Contudo, vender em meio a um forte crash não é recomendável para não comprometer sua recuperação quando o próximo ciclo econômico de alta vier. Por isso, ter uma reserva mais líquida (o cash cushion), que, combinado com o yield da sua carteira te permita viver nos primeiros 5 a 10 anos do início FIRE no caso de um eventual crash (quedas maiores que 30%) é uma ótima estratégia. 

Veja que você provavelmente vai alcançar seu número FIRE no final de um bull market em que ele te leva a isto. Ai você inicia sua vida FIRE e logo vem um bear market nos primeiros 5 anos FIRE, o que é terrível para a sustentabilidade da carteira. Para mitigar um pouco este risco, quem segue a estratégia de obter dividendos, pode tentar elevar o yield médio nos primeiros 10 anos para mais próximo de 4%a.a, mesmo abdicando de ganhos de capital maiores neste período. Os demais, aumentar sua alocação em renda fixa temporariamente.
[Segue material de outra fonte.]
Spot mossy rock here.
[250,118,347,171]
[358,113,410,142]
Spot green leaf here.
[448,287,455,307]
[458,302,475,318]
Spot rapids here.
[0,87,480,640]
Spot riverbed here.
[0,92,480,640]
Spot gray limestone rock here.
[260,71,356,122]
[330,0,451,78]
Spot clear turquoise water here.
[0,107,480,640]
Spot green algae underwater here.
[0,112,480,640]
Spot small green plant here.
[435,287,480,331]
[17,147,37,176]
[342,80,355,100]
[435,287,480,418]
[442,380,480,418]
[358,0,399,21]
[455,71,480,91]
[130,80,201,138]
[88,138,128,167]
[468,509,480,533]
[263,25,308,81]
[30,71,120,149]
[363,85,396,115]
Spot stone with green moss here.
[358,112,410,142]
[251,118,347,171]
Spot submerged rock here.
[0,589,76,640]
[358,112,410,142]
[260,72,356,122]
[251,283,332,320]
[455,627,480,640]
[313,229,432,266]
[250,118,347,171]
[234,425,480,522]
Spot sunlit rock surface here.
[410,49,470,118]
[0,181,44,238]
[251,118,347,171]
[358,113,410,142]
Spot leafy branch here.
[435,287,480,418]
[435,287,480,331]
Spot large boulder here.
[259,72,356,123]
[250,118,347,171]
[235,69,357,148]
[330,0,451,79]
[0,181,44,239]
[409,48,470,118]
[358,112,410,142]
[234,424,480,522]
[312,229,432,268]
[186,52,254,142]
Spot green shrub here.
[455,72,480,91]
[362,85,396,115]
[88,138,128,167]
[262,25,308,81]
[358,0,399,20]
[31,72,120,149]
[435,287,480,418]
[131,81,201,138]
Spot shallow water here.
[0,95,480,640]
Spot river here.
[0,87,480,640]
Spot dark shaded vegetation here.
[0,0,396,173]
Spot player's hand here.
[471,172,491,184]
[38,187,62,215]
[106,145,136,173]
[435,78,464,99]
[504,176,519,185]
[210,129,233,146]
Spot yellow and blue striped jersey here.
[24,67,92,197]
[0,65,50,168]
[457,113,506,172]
Mas depois dos primeiros 5 a 10 anos, é recomendável voltar a alocação original, veja aqui por que.
Além disso, ajustar os gastos em caso de crises é sempre recomendável, ou seja, usar uma TSR menor que 4% no início ou sacar menos do que o previsto caso a economia esteja patinando. Ler mais sobre isso.

Alguns detalhes para você pensar

Como sempre falamos aqui, não existe certo ou errado em investimentos. Existe estratégias diferentes. 
Aquele que quer investir em dividendos e renda passiva e muito provavelmente abdicar de obter todo o rendimento do índice macro mas dormem melhor a noite assim, tudo bem. Aqueles que querem obter um maior rendimento através de índices de mercado total e algumas empresas de crescimento puro, e se sente bem com a maior volatilidade em busca de maior retorno, tudo bem. Aqueles que querem seguir uma estratégia mista (meu caso), tudo bem também. Aquele que quer ficar só com renda fixa sabendo que precisará de uma carteira bem maior para chegar aos seus objetivos, beleza.No final das contas os dividendos são pagos com o dinheiro do lucro das empresas e na “data ex”, o preço da ação é ajustado pelo mercado para compensar os dividendos que serão pagos, o que não é diferente de uma realização antecipada de ganhos de capital, ou seja, as duas estratégias não são tão diferentes assim.
Algumas coisas a pensar são que ganhos de capital de investimentos nos EUA são isentos de IR por lá e por aqui até o limite de 35 mil mensais, já dividendos não, conforme muito bem nos explica o BPM aqui.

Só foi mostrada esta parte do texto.